AT least Bt25 billion will flow into the economy from the campaign funds of political parties and some 5,000 candidates between now and when the general elections are held, says a report by SG Securities.

This sounds like income distribution in the fast lane, if not another Thai version of the Miyazawa stimulus package, Bt50 billion of which has been sown into the social safety net programme over the past three years.

The election campaign money "should help improve slightly the purchasing power of people in the rural sector in the short-term", says the SG Securities report.

Speculative stocks that might benefit from money politics include Big C Supercenter, Siam Makro, BEC World, Matichon, Nation Multimedia and Post Publishing, its says, adding that media companies, in particular, should profit from an increase in advertising revenues.
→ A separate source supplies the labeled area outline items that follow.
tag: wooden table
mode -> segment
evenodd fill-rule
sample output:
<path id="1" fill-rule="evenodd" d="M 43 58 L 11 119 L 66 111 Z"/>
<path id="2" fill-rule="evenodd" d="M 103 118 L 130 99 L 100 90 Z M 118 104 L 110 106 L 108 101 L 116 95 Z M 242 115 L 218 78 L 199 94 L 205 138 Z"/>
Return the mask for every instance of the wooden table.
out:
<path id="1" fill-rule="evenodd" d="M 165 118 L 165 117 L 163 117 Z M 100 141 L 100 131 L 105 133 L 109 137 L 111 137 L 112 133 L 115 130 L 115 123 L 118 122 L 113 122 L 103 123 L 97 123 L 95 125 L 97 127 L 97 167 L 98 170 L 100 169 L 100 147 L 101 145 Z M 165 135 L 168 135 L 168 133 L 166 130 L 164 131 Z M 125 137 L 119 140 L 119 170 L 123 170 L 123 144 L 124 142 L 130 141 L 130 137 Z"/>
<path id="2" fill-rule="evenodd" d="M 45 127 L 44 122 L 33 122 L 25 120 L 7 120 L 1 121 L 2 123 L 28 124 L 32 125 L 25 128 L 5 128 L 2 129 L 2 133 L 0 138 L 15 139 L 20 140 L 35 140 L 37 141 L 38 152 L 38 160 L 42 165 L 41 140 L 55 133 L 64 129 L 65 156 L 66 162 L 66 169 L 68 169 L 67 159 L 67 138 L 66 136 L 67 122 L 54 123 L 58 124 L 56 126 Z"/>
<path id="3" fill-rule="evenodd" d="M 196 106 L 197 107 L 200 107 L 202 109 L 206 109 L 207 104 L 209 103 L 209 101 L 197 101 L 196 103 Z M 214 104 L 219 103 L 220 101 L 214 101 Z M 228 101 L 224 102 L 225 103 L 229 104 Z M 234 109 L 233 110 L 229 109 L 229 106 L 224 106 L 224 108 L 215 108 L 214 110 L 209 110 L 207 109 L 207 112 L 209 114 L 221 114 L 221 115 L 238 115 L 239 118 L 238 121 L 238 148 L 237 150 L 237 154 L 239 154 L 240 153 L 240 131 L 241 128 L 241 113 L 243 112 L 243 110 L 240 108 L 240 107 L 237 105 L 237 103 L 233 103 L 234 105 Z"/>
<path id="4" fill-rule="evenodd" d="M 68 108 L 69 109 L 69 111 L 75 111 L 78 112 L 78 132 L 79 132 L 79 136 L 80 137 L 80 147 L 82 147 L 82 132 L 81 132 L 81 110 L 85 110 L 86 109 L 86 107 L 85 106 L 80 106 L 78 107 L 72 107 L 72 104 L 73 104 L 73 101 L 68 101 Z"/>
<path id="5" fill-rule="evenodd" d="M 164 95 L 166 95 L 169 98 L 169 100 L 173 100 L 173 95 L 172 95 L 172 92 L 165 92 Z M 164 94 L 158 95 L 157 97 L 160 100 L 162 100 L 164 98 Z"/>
Thai politicians poured in about Bt20 billion to help clear their path to Parliament in the last election, held in November 1996, according to estimates by the Thai Farmers Research Centre. That election campaign was dubbed the most expensive in the country's history.

"We have not yet made the estimate [for this year] because we would like to wait until November 24 [tomorrow] when all the candidates have filed their registrations," a Thai Farmers Research Centre official said.

"We think that the amount of money for political campaigns is likely to be similar to the last general election," the official said.

This time round, however, a number of factors will curb money politics.

First, politicians are likely to be more careful about how they spend money as the Election Commission (EC) is empowered to issue a red card to, or disqualify, any candidate found to have bought votes.

Second, the economic crisis has depleted the coffers of some candidates. Also, money previously generated from the stock market is no longer forthcoming because of the market slump.

Third, the new election rules have narrowed the constituencies, so that the elected MP will have more time to devote to the people they represent. This will make campaigning less costly for candidates.

"Besides, the party list system now introduced for the first time will lead to a voting pattern based on political parties. This will also reduce the campaign costs for individual candidates," said the Thai Farmers Research Centre official.

If all the Bt25 billion is spent during this election campaign, it might not contribute to a significant improvement in domestic consumption.

With the rules put in place by the banking authorities to curb money laundering, people have become more cautious about depositing their money with the banks. Depositors are now required to fill in a bank form when moving Bt2 million or more into any bank account.